I wrote under deadline when I used to write for my college paper, but there, I went into the writing with an outline of what I was doing, so it was easier to hang the article on the structure I’d put together in my mind. In this case, it feels as if I’m painting something from the top down, filling in every detail as I go, instead of sketching an outline and building from there.
Yet still I know that I can learn something from this. In the liner notes to Miles Davis’s Kind of Blue, pianist Bill Evans discusses a form of Chinese art in which the painter uses a calligraphy brush and works on a surface much like tissue paper. To pause in any way breaks the paper, and Evans says that it gives the work an immediate quality not found in other art…much the way that Kind of Blue was practically a spot improvisation, with the musicians working from only the most basic of structures, and largely making it up as they went along.

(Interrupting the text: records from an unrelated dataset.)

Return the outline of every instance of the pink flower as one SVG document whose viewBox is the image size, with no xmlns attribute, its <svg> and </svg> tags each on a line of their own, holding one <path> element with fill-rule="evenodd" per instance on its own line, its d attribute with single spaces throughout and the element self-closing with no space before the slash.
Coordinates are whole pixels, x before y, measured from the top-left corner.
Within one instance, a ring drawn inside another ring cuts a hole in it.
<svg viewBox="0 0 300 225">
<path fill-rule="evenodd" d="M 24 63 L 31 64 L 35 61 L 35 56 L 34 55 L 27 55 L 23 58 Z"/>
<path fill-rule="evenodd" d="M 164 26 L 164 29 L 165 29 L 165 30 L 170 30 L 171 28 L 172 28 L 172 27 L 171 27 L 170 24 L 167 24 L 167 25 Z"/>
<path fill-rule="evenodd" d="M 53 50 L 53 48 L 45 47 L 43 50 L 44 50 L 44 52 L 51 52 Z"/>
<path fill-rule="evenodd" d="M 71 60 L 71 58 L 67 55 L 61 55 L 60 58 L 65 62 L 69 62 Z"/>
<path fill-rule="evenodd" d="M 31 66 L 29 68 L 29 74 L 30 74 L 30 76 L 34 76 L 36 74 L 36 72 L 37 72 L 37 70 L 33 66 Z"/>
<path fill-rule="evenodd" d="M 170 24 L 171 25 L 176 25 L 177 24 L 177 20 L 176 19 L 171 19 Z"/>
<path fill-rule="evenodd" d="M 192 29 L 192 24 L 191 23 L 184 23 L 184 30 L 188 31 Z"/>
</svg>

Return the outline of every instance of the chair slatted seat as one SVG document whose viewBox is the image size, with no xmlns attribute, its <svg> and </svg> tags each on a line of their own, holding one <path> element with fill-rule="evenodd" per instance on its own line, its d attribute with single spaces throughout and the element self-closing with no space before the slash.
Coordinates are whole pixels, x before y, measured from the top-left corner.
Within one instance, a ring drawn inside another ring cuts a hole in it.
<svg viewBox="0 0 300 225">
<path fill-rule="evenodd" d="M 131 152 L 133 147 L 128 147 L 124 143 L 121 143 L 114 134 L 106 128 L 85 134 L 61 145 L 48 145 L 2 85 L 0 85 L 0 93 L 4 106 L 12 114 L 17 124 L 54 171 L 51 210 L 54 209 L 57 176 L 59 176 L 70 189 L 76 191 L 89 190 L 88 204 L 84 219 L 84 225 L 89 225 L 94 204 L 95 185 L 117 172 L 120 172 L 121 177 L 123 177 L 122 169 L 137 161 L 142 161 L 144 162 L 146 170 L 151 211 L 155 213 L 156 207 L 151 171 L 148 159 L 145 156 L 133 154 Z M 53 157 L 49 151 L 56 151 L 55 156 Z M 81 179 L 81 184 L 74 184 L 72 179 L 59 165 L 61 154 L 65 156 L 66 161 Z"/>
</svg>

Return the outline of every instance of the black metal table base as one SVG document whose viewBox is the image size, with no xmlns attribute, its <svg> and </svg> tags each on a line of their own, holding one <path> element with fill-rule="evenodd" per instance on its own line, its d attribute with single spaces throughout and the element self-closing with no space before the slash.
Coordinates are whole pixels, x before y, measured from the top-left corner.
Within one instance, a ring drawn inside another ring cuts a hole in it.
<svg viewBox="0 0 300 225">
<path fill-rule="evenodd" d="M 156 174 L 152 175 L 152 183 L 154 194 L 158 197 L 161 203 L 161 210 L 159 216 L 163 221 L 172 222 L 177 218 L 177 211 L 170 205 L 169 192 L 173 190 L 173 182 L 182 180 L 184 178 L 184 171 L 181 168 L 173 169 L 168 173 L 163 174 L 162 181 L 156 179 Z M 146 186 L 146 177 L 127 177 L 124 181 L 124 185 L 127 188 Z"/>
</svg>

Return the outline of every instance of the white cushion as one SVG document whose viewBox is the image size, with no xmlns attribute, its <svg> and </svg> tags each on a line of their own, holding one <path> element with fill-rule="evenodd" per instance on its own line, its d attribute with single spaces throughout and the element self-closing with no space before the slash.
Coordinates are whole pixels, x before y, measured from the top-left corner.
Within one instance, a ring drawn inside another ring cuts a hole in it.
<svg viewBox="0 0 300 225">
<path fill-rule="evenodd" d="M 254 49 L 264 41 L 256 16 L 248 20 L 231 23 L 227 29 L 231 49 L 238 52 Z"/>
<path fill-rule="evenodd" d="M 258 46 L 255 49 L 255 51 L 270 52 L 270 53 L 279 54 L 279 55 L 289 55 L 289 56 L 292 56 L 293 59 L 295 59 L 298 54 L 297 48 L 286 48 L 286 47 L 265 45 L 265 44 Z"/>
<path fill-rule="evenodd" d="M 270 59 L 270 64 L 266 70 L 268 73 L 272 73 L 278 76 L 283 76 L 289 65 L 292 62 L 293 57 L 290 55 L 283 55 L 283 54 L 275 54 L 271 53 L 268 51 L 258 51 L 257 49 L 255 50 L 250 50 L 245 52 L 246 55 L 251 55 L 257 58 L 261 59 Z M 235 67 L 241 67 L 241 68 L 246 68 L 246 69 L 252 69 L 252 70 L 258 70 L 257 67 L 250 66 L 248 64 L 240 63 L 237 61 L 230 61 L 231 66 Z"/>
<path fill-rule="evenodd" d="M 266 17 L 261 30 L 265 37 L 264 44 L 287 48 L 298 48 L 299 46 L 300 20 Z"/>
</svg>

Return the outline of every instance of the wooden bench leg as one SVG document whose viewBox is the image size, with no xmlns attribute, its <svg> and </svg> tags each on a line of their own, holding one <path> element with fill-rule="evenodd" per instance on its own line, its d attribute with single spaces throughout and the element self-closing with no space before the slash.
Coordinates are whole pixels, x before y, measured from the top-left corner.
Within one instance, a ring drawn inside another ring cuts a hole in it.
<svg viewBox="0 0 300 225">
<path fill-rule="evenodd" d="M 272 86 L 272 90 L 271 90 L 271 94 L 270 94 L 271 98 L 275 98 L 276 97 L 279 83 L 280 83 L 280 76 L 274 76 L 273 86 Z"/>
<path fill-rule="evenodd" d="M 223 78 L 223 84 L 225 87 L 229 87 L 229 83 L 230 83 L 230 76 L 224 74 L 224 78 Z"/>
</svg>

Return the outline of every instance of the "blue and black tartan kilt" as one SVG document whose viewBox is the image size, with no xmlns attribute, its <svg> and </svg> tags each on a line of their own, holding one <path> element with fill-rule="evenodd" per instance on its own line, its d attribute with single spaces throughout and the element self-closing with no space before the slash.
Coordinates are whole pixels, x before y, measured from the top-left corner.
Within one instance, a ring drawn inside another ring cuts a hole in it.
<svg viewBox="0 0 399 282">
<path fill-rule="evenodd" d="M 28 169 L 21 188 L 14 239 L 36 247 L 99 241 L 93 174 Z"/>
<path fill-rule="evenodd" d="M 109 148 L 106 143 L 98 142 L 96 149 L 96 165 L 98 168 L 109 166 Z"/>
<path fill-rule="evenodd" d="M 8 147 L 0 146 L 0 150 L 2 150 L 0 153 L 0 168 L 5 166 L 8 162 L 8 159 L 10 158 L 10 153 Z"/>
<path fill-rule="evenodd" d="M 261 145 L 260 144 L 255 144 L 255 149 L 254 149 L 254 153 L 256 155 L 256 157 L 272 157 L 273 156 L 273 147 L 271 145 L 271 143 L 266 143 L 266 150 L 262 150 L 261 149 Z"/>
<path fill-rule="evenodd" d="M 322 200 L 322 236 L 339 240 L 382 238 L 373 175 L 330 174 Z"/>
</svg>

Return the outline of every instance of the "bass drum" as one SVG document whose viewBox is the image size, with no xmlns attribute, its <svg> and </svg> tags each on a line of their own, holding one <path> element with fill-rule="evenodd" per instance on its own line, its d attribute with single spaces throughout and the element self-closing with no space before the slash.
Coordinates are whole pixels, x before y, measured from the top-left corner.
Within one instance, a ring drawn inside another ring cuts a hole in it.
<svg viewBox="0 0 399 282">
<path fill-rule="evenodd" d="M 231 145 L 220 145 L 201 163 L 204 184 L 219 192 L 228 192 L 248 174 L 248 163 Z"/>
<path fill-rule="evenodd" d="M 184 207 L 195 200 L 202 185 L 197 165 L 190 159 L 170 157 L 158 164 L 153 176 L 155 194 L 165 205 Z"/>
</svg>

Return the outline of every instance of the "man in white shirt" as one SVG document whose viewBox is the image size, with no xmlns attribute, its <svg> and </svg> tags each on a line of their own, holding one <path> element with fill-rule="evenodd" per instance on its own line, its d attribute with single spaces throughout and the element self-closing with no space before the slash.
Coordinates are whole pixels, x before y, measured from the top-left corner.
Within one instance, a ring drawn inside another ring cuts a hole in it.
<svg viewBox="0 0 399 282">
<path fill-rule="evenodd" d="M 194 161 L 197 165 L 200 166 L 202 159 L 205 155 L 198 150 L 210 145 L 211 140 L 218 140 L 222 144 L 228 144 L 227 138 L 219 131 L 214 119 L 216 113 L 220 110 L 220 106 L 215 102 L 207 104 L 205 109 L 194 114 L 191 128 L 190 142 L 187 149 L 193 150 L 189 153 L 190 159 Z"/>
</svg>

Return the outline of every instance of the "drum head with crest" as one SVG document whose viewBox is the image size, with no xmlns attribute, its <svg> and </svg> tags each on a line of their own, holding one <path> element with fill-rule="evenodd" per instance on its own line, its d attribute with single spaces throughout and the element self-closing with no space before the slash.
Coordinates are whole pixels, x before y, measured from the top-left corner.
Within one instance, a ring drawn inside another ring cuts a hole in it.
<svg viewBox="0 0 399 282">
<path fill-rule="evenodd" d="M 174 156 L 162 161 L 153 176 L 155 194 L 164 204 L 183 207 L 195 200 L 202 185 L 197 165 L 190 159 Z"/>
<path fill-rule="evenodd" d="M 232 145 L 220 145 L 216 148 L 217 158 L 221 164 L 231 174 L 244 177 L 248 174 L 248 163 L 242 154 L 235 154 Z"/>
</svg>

Of course, a more appropriate analogy might be the free jazz of Ornette Coleman, or even the “where-in-the-name-of-all-that’s-good-and-holy-are-we-going” work of Cecil Taylor. Of course, though, besides the fact that I’m being awfully swell headed to liken myself to those guys, there’s still a lot more basic structure than there is with them; I’m basically a guy who sticks to the major and minor scales, while those guys play around with modes, the diminished scale, and whole tone scale, and who knows what else.
A more appropriate comparison to Coleman—and Taylor perhaps even more so—would probably be William Burroughs’s “cut up” technique, in which he would paste together random sections of hacked up books and make a work from that. Me, I’m still learning the rules so that I know how to break them.
As I’ve said, this is where I practice my pure science research. It may amount to nothing. On the other hand, it may, you know, amount to something.
Really liking Ornette Coleman, by the way. Not quite sure about Cecil Taylor yet.